James F. Moss, et ux. v. Commissioner, 135 T.C. No. 18, Code Sec(s) 469; 6662.
This was originally published on October 8th, 2010.
God doth not need
Either man's work or his own gifts. Who best
Bear his mild yoke, they serve him best. His state
Is kingly: thousands at his bidding speed,
And post o'er land and ocean without rest;
They also serve who only stand and wait
So this is another post about a development in the passive activity loss rules. The rules require us to group our trade or business activities into different buckets depending on our level of participation. Losses in the passive activity bucket can be used against gains from passive activities, but a net loss is suspended until the related activity is fully disposed of. A special feature of the rules is that rental activities are "per se" passive. Persons who are in real estate trades or businesses can be exempted from this "per se" passive rule. They may need to make a special election to take advantage of this benefit.
I've discussed the election in a previous post. I've also discussed the biggest problem, people have, which is proving how they spend their time. James Moss has introduced a new angle. Mr. Moss worked full time at a nuclear power plant. The total hours worked at this job for 2007 came to 1900. Included in his work hours were 200 to 300 hours of "call out" or "standby time". Apparently, this was time where he had to be ready to go in, if they needed him. Maybe it was the days when Homer Simpson was working alone, but I'm pretty sure that's a different power plant.
Mr. Moss also rented out some property that he owned. There was a four unit apartment building and three single family homes. He apparently kept meticulous track of his time. (His "day job" involved planning the maintenance activities of a nuclear power plant, so the habits there may have carried over). He spent 507.75 hours working on his properties and 137.75 hours travelling two and fro for a grand total of 645.50 hours. The court noted that the IRS did not say that Mr. Moss failed to make the election to group his properties, so they figured he must have.

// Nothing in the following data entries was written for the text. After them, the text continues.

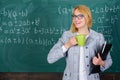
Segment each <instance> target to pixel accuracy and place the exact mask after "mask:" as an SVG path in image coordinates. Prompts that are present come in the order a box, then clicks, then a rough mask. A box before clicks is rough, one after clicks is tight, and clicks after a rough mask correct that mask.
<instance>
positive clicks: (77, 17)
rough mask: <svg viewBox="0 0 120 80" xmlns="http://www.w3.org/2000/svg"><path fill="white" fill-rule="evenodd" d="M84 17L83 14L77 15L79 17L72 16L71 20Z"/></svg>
mask: <svg viewBox="0 0 120 80" xmlns="http://www.w3.org/2000/svg"><path fill="white" fill-rule="evenodd" d="M83 17H84V15H83V14H79V15H72V18H73V19H76V18H78V19H82V18H83Z"/></svg>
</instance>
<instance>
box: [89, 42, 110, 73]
mask: <svg viewBox="0 0 120 80" xmlns="http://www.w3.org/2000/svg"><path fill="white" fill-rule="evenodd" d="M111 47H112V44H106V43H104V44H103V46H102V48H101V49H100V48H98V50H97V51H96V55H95V56H96V57H98V56H97V55H98V53H100V56H101V58H102V60H106V57H107V55H108V53H109V51H110V49H111ZM91 62H92V61H91ZM100 72H101V70H100V66H99V65H94V64H93V63H92V65H91V72H90V74H93V73H100Z"/></svg>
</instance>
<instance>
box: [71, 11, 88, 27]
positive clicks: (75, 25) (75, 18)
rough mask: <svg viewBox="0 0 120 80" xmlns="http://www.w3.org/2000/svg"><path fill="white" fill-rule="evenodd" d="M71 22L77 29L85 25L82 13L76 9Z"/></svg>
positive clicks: (84, 22) (83, 16)
mask: <svg viewBox="0 0 120 80" xmlns="http://www.w3.org/2000/svg"><path fill="white" fill-rule="evenodd" d="M72 17H73V23H74V25H75V27H76V28H77V29H80V28H83V27H87V25H86V22H85V18H84V15H83V14H82V13H80V12H79V11H78V10H77V9H76V10H75V11H74V15H73V16H72Z"/></svg>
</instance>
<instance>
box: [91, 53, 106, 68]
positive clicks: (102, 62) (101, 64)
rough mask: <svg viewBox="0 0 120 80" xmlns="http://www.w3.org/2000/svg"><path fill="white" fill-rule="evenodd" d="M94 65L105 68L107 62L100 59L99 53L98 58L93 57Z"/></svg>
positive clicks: (93, 61) (92, 60)
mask: <svg viewBox="0 0 120 80" xmlns="http://www.w3.org/2000/svg"><path fill="white" fill-rule="evenodd" d="M92 62H93V64H94V65H100V66H104V65H105V61H103V60H102V59H101V57H100V54H99V53H98V57H96V56H95V57H93V60H92Z"/></svg>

You guys who know all the answers, I need you to slow down here. Mr. Moss has done better than most real estate exception wannabees in tax court. The court isn't calling his time records a ballpark guesstimate and they are giving him credit for the election. It doesn't make him win, but he deserves a cheer. Sadly, one of the necessary, though not sufficient, conditions is that you have 750 hours in a real estate trade or business. So by his own meticulous records Mr. Moss loses. He has another argument, though. All the time that he wasn't working at the power plant, he was "on-call" for his tenants. That should easily put him over the 750 hours. OK wise guys. He actually has to beat 1900 hours, because another condition is that you spend more time in real estate than anything else. Well by my reckoning the "on-call" theory could be another 6,000 hours.

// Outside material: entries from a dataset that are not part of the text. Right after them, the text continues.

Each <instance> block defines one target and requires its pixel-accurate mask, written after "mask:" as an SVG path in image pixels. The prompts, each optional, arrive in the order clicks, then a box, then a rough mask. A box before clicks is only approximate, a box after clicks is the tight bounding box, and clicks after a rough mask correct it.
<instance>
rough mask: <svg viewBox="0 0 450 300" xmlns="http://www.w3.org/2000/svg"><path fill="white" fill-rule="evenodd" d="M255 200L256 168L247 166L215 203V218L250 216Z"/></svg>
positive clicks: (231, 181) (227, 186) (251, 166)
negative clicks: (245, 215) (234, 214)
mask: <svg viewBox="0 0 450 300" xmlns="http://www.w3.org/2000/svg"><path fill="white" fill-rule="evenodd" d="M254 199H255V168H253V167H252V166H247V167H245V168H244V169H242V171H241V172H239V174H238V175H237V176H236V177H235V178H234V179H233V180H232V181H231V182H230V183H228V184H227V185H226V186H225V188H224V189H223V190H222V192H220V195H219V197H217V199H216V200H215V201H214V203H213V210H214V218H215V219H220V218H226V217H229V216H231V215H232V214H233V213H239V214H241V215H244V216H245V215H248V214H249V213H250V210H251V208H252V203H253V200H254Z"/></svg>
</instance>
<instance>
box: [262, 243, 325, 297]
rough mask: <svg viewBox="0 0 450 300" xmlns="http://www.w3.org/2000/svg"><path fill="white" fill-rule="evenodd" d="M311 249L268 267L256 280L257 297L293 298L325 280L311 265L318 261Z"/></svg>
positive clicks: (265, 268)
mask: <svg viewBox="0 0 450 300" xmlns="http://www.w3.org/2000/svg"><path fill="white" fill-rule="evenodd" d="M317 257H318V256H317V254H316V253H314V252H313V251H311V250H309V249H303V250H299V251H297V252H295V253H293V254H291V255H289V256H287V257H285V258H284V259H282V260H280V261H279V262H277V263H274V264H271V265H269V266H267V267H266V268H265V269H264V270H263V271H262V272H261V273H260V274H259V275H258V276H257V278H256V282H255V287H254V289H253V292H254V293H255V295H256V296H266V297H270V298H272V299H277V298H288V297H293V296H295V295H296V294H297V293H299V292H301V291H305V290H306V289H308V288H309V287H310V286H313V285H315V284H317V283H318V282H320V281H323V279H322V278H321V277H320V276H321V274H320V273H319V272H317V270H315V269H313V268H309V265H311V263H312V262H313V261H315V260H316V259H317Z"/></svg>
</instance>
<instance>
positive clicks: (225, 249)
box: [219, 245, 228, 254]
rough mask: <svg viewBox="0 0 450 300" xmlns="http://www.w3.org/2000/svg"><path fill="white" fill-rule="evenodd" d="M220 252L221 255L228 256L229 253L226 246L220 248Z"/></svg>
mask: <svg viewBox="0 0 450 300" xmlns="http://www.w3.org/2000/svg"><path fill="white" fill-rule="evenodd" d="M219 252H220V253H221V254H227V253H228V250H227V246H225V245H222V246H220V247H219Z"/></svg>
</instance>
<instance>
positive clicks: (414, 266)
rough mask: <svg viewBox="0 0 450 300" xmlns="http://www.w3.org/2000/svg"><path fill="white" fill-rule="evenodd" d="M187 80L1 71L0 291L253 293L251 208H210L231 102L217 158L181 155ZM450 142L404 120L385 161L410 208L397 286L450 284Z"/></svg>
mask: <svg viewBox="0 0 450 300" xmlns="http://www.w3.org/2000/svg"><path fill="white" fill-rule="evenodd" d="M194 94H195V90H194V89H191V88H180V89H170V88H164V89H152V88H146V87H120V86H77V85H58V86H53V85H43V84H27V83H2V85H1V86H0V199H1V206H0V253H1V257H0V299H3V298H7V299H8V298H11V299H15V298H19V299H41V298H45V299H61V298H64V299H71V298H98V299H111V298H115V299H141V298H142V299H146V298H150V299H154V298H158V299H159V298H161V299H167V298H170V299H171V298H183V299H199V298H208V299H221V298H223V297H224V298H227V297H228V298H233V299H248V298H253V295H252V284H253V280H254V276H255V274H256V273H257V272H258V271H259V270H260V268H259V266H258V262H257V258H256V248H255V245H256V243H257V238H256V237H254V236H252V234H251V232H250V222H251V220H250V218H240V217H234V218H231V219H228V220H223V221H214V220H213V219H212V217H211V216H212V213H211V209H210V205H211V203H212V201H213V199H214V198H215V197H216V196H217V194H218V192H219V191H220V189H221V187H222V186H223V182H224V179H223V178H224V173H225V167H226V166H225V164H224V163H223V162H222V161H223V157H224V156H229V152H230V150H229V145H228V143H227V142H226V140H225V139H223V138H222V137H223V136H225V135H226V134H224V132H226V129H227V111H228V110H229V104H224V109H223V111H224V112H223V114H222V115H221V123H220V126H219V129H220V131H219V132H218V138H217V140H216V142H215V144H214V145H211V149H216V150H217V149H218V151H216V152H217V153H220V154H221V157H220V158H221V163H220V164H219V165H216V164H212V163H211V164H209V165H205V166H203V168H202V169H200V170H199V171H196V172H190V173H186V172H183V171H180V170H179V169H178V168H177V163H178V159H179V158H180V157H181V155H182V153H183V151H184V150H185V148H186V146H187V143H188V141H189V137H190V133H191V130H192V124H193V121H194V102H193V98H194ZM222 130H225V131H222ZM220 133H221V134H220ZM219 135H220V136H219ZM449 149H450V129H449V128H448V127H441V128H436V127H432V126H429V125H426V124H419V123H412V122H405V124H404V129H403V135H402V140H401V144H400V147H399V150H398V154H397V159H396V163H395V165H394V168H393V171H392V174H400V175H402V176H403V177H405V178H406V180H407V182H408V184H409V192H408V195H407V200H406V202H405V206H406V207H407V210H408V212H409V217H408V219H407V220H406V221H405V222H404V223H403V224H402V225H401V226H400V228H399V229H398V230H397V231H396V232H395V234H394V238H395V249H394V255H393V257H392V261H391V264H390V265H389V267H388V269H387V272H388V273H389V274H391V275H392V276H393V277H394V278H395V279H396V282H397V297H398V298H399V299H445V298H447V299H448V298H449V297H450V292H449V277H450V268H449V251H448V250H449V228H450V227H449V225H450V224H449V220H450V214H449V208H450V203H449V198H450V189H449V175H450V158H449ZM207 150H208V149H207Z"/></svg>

Sadly the tax court wouldn't buy it. So he has to pay the tax. He also got hit with an accuracy related penalty. He proffered two arguments. The first was that the penalty should be waived, because the IRS mistreated him. Sadly we don't get the details. The other was reliance on his CPA, but it is indicated that he did not tell his CPA how many hours he worked.
First reader to identify the poem above can chose the topic of a future post.